Benchmark text-to-speech performance.

izwi bench tts [OPTIONS]

Options

Option	Description	Default
`-m, --model <MODEL>`	Model to benchmark	`qwen3-tts-0.6b-base`
`-i, --iterations <N>`	Number of iterations	`10`
`-t, --text <TEXT>`	Text to synthesize	Default test text
`-c, --concurrent <N>`	Concurrent requests	`1`
`--warmup`	Enable warmup iteration	—

Example

izwi bench tts --model qwen3-tts-0.6b-base --iterations 20 --warmup

izwi bench asr

Benchmark speech recognition performance.

izwi bench asr [OPTIONS]

Options

Option	Description	Default
`-m, --model <MODEL>`	Model to benchmark	`parakeet-tdt-0.6b-v3`
`-i, --iterations <N>`	Number of iterations	`10`
`-f, --file <PATH>`	Audio file to use	Built-in test audio
`-l, --language <LANG>`	Optional ASR language hint (e.g., `en`)	Auto-detect
`-c, --concurrent <N>`	Concurrent requests	`1`
`--warmup`	Enable warmup iteration	—

Example

izwi bench asr --model Whisper-Large-v3-Turbo --file test.wav --language en --iterations 20 --warmup

Whisper ASR Performance Protocol

For CPU and Metal regressions, start a warmed server for the backend under test, then run the smoke guardrail before recording a benchmark:

IZWI_BACKEND=metal \
IZWI_PRELOAD_MODELS=Whisper-Large-v3-Turbo \
IZWI_WARMUP_PRELOADED_MODELS=1 \
izwi serve --backend metal

IZWI_WHISPER_SMOKE_BACKEND=metal \
IZWI_WHISPER_SMOKE_SHORT_AUDIO=fixtures/short.wav \
IZWI_WHISPER_SMOKE_LONG_AUDIO=fixtures/long.wav \
IZWI_WHISPER_SMOKE_SILENCE_AUDIO=fixtures/silence.wav \
IZWI_WHISPER_SMOKE_NON_EN_AUDIO=fixtures/non-en.wav \
scripts/ci/whisper-smoke.sh

The smoke output must show Whisper diagnostics with device.model_dtype = "F32", device.cuda_dtype_shim = false, and device.whisper_impl = "local_whisper" for CPU and Metal.

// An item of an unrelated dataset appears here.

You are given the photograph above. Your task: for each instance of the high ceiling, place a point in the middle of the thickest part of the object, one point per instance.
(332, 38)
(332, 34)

CUDA runs keep the CUDA-specific Whisper dtype policy. Use JSON output for comparable benchmark artifacts:

izwi --output-format json bench asr \
  --model Whisper-Large-v3-Turbo \
  --file fixtures/short.wav \
  --language en \
  --iterations 10 \
  --warmup > whisper-current.json

izwi bench compare whisper-current.json whisper-baseline.json --tolerance-percent 10

Set IZWI_WHISPER_PROFILE_SYNC=1 when investigating backend timing attribution. Set IZWI_WHISPER_DEVICE_GREEDY=0 only when isolating the scalar device-greedy decode path from the incremental decoder cache. For CUDA second-wave kernel benchmarks, build and compare Candle feature combinations before changing CUDA defaults:

IZWI_CUDA_FEATURES=cuda scripts/ci/check-backend-truth.sh cargo-cuda
IZWI_CUDA_FEATURES=cuda,flash-attn scripts/ci/check-backend-truth.sh cargo-cuda
IZWI_CUDA_FEATURES=cuda,cudnn scripts/ci/check-backend-truth.sh cargo-cuda
IZWI_CUDA_FEATURES=cuda,cudnn,flash-attn scripts/ci/check-backend-truth.sh cargo-cuda

Run FlashAttention experiments with both the build feature and runtime opt-in:

IZWI_BACKEND=cuda \
IZWI_USE_FLASH_ATTENTION=1 \
IZWI_WHISPER_PROFILE_SYNC=1 \
izwi --output-format json bench asr \
  --model Whisper-Large-v3-Turbo \
  --file fixtures/short.wav \
  --language en \
  --iterations 10 \
  --warmup > whisper-cuda-flash.json

The CUDA FlashAttention path is Candle-backed and opportunistic: Whisper uses it only for CUDA tensors when the build, dtype, head dimension, shape, and runtime flag allow it. The benchmark telemetry should show fused-attention attempt/success/fallback counters, and the transcript/WER must be compared against the non-FlashAttention CUDA baseline. Only enable cudnn in builds whose runtime image or host provides matching cuDNN libraries.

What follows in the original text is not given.